Some community activists aren’t swallowing the city’s affordable housing strategy whole. Leon Jackson, executive director of Teamworks Englewood, a nonprofit initiative providing technical support to existing organizations, draws this scenario:
“Let’s be positive and take a working family with two small children with a gross household income of $30,000. They purchase a home for $165,000 with a 7.5 percent interest rate. Housing typically takes up one-third of a family’s household income. Even with the incentives, the question be- comes: ‘How will they be able to live after they pay the mortgage?’”
Today, the Englewood community area includes six wards — the 3rd, 6th, 15th, 16th, 17th and 20th — most of which constitutes the 1st District of U.S. Congressman Bobby Rush (D-Ill). Four of the six aldermen are new: Pat Dowell (3rd), Toni Foulkes (15th), Joann Thompson (16th) and Willie Cochran (20th). Incumbents are Freddrenna Lyle (6th) and Latasha Thomas (17th).
Attracting major retailers and, at the same time, tearing down negative stereotypes about the community continue to be among the most difficult hurdles to overcome, Lyle acknowledged.
“The fear that people have about the Englewood name is generated in part because of the violence that occurs. The other part is the media’s attention to the problem. Years ago, the media labeled any area west of 22nd Street and the Dan Ryan — where someone was shot — as Englewood. It’s not all Englewood. It’s taken a while to get the news media to differentiate between the different neighborhoods.
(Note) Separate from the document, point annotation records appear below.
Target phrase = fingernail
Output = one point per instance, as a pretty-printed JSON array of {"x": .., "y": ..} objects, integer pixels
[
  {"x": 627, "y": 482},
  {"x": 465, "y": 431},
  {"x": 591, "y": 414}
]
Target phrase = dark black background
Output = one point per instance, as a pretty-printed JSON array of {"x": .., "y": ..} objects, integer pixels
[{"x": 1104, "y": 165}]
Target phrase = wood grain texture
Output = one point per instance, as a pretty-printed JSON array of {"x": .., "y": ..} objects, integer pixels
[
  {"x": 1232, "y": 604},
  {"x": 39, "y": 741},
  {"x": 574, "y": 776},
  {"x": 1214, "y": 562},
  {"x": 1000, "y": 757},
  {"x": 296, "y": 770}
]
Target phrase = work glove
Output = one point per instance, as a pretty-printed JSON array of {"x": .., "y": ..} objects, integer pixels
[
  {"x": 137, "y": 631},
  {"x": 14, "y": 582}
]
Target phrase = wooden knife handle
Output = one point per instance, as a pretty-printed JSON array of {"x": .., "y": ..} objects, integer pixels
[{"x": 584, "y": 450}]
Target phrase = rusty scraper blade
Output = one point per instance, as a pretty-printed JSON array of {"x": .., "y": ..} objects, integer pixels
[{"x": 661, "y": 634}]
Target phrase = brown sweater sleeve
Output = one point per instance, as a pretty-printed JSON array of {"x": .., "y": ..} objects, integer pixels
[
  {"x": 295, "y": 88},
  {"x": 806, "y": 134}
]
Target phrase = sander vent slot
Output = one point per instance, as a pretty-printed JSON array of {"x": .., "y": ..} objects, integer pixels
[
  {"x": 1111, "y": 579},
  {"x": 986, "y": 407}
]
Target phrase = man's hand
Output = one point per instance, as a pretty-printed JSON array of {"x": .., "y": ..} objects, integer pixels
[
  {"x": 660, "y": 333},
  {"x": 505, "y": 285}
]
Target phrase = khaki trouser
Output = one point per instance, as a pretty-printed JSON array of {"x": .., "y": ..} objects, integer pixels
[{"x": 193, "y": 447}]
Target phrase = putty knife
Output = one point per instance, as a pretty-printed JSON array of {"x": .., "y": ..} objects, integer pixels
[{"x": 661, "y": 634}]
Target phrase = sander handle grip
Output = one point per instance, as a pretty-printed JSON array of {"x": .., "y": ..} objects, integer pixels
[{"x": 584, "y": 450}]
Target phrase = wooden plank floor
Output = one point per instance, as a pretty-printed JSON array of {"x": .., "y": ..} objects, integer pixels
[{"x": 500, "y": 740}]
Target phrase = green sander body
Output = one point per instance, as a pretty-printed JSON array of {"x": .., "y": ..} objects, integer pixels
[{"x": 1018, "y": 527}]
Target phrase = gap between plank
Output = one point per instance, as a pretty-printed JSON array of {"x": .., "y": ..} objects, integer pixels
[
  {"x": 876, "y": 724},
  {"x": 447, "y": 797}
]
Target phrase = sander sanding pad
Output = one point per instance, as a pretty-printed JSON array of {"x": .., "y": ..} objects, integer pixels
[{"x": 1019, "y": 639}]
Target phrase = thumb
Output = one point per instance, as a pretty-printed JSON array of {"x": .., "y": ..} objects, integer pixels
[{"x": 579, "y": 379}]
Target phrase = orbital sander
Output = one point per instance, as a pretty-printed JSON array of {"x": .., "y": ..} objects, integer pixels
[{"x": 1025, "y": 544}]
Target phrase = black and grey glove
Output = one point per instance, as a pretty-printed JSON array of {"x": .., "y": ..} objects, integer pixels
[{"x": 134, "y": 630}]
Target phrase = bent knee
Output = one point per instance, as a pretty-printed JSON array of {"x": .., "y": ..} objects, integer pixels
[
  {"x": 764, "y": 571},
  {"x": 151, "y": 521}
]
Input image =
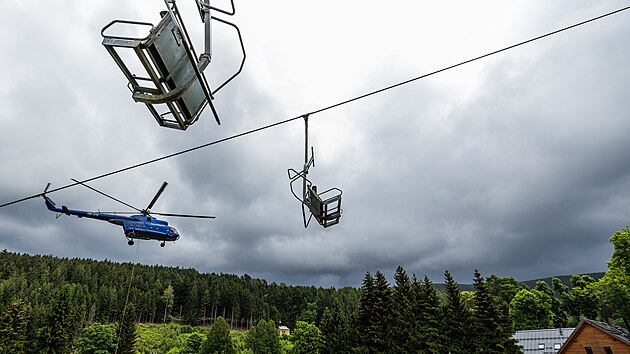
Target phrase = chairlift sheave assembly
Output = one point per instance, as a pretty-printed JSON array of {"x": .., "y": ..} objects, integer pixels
[
  {"x": 142, "y": 226},
  {"x": 172, "y": 83},
  {"x": 324, "y": 206}
]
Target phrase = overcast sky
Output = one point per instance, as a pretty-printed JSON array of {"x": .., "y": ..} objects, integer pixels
[{"x": 516, "y": 165}]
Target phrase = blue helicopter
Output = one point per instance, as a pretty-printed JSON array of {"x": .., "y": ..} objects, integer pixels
[{"x": 142, "y": 226}]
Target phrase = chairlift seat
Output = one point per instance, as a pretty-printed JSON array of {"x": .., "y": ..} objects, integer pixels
[
  {"x": 325, "y": 206},
  {"x": 173, "y": 74}
]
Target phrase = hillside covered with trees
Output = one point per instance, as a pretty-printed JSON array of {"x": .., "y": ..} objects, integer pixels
[{"x": 49, "y": 304}]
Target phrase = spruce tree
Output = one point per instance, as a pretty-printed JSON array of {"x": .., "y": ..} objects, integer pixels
[
  {"x": 374, "y": 307},
  {"x": 14, "y": 329},
  {"x": 492, "y": 333},
  {"x": 218, "y": 339},
  {"x": 456, "y": 319},
  {"x": 428, "y": 317},
  {"x": 263, "y": 338},
  {"x": 335, "y": 329},
  {"x": 60, "y": 326},
  {"x": 127, "y": 335},
  {"x": 402, "y": 324}
]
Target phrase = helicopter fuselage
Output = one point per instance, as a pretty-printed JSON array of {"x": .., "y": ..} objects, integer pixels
[{"x": 143, "y": 227}]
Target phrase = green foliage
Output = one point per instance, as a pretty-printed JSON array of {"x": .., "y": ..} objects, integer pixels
[
  {"x": 168, "y": 298},
  {"x": 264, "y": 338},
  {"x": 61, "y": 324},
  {"x": 559, "y": 315},
  {"x": 457, "y": 318},
  {"x": 581, "y": 300},
  {"x": 614, "y": 287},
  {"x": 306, "y": 338},
  {"x": 14, "y": 329},
  {"x": 97, "y": 339},
  {"x": 492, "y": 333},
  {"x": 402, "y": 323},
  {"x": 429, "y": 338},
  {"x": 531, "y": 309},
  {"x": 335, "y": 328},
  {"x": 193, "y": 342},
  {"x": 218, "y": 339},
  {"x": 374, "y": 309},
  {"x": 163, "y": 338},
  {"x": 127, "y": 335}
]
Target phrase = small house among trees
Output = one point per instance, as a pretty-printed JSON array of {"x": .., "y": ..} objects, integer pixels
[
  {"x": 543, "y": 341},
  {"x": 593, "y": 337},
  {"x": 284, "y": 330}
]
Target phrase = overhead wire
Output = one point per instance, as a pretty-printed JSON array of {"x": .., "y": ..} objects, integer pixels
[{"x": 232, "y": 137}]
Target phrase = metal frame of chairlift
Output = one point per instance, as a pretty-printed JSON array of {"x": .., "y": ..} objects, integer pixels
[
  {"x": 172, "y": 69},
  {"x": 324, "y": 206}
]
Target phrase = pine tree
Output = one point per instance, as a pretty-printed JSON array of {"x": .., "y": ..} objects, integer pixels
[
  {"x": 61, "y": 326},
  {"x": 218, "y": 339},
  {"x": 457, "y": 320},
  {"x": 126, "y": 330},
  {"x": 402, "y": 324},
  {"x": 428, "y": 317},
  {"x": 263, "y": 338},
  {"x": 14, "y": 329},
  {"x": 335, "y": 330},
  {"x": 374, "y": 308},
  {"x": 492, "y": 333},
  {"x": 306, "y": 338}
]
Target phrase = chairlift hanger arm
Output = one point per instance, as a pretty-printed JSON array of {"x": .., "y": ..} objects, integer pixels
[{"x": 203, "y": 7}]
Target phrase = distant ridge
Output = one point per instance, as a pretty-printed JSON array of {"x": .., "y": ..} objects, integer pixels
[{"x": 565, "y": 279}]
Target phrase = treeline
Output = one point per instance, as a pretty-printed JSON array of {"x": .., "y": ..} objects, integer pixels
[
  {"x": 100, "y": 289},
  {"x": 48, "y": 304}
]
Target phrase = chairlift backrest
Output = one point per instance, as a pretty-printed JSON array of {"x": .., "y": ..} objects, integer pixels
[{"x": 171, "y": 83}]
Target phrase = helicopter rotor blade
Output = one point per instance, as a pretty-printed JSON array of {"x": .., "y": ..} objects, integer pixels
[
  {"x": 157, "y": 195},
  {"x": 186, "y": 215},
  {"x": 108, "y": 196}
]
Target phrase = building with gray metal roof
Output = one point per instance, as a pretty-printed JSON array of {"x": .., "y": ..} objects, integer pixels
[{"x": 543, "y": 341}]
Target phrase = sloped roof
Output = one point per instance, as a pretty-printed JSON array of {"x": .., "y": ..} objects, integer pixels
[
  {"x": 531, "y": 339},
  {"x": 618, "y": 333}
]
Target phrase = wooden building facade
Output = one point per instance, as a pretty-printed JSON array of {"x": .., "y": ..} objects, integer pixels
[{"x": 593, "y": 337}]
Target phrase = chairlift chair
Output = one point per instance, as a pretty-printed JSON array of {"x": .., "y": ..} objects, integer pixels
[
  {"x": 324, "y": 206},
  {"x": 173, "y": 76}
]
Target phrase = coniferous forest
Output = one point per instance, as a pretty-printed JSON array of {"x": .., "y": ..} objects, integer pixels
[{"x": 53, "y": 305}]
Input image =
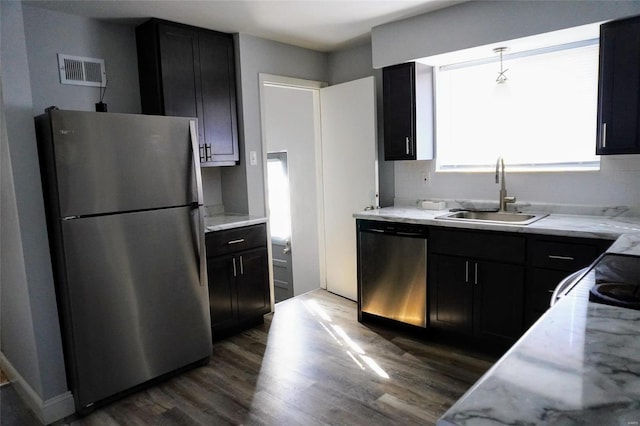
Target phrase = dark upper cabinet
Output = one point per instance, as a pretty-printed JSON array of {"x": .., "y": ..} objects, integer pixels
[
  {"x": 619, "y": 88},
  {"x": 408, "y": 112},
  {"x": 190, "y": 72}
]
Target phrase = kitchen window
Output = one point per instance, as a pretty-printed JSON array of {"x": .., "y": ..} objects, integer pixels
[{"x": 543, "y": 118}]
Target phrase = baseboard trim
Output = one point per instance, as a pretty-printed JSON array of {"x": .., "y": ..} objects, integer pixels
[{"x": 48, "y": 411}]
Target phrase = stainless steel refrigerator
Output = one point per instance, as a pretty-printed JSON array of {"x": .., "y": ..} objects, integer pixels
[{"x": 123, "y": 197}]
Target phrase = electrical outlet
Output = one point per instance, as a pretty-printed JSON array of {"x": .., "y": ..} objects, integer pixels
[{"x": 425, "y": 178}]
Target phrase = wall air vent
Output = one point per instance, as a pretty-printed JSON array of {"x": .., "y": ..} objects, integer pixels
[{"x": 82, "y": 71}]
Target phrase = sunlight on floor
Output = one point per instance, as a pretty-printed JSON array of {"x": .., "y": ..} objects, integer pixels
[{"x": 342, "y": 338}]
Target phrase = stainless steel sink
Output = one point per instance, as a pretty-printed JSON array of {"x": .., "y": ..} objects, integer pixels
[{"x": 511, "y": 218}]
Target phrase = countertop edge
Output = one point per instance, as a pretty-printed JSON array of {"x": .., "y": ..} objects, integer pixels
[{"x": 224, "y": 222}]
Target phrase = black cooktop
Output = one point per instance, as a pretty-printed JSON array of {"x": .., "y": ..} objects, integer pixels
[{"x": 617, "y": 281}]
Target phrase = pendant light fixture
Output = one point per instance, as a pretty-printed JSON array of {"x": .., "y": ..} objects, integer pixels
[{"x": 501, "y": 77}]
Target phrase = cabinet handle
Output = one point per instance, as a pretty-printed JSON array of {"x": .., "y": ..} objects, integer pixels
[
  {"x": 553, "y": 256},
  {"x": 207, "y": 151},
  {"x": 238, "y": 241}
]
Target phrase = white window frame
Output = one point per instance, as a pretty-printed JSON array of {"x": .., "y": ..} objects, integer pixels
[{"x": 569, "y": 166}]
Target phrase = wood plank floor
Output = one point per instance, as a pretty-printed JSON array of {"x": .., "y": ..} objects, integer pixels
[{"x": 311, "y": 363}]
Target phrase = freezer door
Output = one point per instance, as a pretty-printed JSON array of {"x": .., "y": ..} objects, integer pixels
[
  {"x": 108, "y": 162},
  {"x": 135, "y": 305}
]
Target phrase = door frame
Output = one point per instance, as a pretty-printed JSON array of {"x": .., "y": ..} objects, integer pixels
[{"x": 313, "y": 86}]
“It affects our ability to bring in retail development to the area,” she said. “But for the people who live and work in Englewood, they have a different perception. They know that on many of these blocks nothing bad has happened. There are people who have been there for 30 and 40 years who would go no place else.”
Although change is slow, Lyle sees hope in some of the young professionals either purchasing newly constructed homes or rehabbing old houses as well as in the sprinkling of whites and other racial groups choosing to live in the community.
“Englewood will soon see the trend of continuous development and growth that other Chicago neighborhoods have seen,” said Sanina Ellison, a broker for Keller Williams Realty Chicago Consulting Group. “There are a lot of developments driving the area.”
During the first half of the 20th century, Englewood appealed to German, Swedish and Irish immigrants in search of a better life. They would later move out as blacks came from the South in search of the same dream. Over the last three decades, the community has dwindled from about 90,000 residents to about 40,000 residents, according to U.S. Census figures. Rates of crime, mortality, unemployment and poor achievement are among the city’s highest.